Why these endpoints matter commercially

  • ANC recovery and febrile neutropenia prevention align directly with clinical protocols.
  • Safety tolerability affects formulary acceptance when multiple options exist.
  • PK/exposure matching supports biosimilar interchangeability and reduces payer friction.

How should investors and R&D teams position around pegfilgrastim now?

R&D focus: differentiation is “delivery,” not “new biology”

In a mature G-CSF category, the margin for differentiation is narrower. Competitive strategies that tend to work focus on:

  • Matching convenience outcomes (time-to-admin, reduced clinic burden)
  • Reducing switching friction via clinical evidence packages that align with established endpoints
  • Aligning with tender and contracting realities (pricing and delivery reliability)

Investment focus: watch contracting and market share moves

For pegfilgrastim, market share changes often precede visible pricing updates because procurement cycles can lock in cost structures quickly. The key investor signals are:

  • Biosimilar procurement announcements in major hospital networks
  • Tender awards by region and product form factor
  • Label expansions that change eligible patient populations

Key Takeaways

  • Pegfilgrastim clinical development is largely consolidation and substitution: biosimilar programs and label or regimen refinements, with differentiation centered on delivery convenience and workflow.
  • Market growth is constrained by maturity; revenue outlook depends on how fast biosimilar uptake accelerates and how much device/method preference slows switching.
  • Projection models for pegfilgrastim are driven by three levers: oncology volume growth, WASP decline from biosimilars, and mix shifts between delivery formats.
  • Commercially meaningful clinical evidence typically targets ANC recovery, febrile neutropenia prevention, class safety, PK matching, and device-related practicality.

FAQs

1) What type of clinical evidence most directly impacts pegfilgrastim biosimilar adoption?
Phase 3 or bridging evidence aligned to ANC recovery and febrile neutropenia prevention, plus PK/exposure matching and class-consistent safety.
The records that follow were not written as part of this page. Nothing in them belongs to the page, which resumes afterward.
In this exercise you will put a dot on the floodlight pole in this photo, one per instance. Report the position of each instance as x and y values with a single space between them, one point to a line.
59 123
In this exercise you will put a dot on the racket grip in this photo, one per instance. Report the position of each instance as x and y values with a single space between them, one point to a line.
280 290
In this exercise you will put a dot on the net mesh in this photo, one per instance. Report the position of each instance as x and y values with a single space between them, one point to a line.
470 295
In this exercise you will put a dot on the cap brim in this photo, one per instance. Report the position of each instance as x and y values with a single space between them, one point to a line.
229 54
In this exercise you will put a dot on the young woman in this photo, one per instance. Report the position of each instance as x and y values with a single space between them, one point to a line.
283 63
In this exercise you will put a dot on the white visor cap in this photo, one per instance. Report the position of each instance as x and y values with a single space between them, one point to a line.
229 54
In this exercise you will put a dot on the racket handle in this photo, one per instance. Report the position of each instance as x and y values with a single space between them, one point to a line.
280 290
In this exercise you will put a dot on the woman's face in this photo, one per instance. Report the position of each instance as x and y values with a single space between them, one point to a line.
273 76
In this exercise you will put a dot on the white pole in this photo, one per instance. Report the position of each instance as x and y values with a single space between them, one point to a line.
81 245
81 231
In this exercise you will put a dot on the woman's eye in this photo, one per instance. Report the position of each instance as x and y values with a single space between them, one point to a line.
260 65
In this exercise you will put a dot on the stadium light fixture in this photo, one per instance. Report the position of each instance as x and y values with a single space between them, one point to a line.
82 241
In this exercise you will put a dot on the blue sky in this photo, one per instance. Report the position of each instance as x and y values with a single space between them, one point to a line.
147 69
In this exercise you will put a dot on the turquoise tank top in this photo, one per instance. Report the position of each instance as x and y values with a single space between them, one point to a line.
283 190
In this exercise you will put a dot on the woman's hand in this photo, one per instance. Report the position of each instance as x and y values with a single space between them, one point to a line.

2) What is the biggest non-clinical driver of market share for pegfilgrastim?
Contracting and tender-based switching in hospitals and payer formularies, often reinforced by administration convenience.

3) Do device formats (on-body vs other delivery) change competitive outcomes?
Yes. When workflows favor injector-style administration, convenience can slow switching and reduce price erosion on that segment.

4) What endpoints matter most to payers and protocol committees?
ANC recovery kinetics, incidence of febrile neutropenia, and class-consistent safety, as these map to prophylaxis protocols and risk management rules.

5) How should forecasts treat mature category price erosion?
As a primary driver of revenue direction. Volume growth may not offset the weighted selling price decline during accelerated biosimilar uptake cycles.


References

[1] FDA. Neulasta (pegfilgrastim) Prescribing Information. U.S. Food and Drug Administration.
[2] FDA. Neupogen (filgrastim) Prescribing Information. U.S. Food and Drug Administration.
[3] EMA. Neulasta (pegfilgrastim) Assessment history and EPAR materials. European Medicines Agency.
[4] National Comprehensive Cancer Network (NCCN). Guidelines for Prevention and Treatment of Cancer-Related Infections: Febrile Neutropenia Prophylaxis Recommendations. NCCN.
[5] ESMO. Guidelines for the management of febrile neutropenia and supportive care in cancer. European Society for Medical Oncology.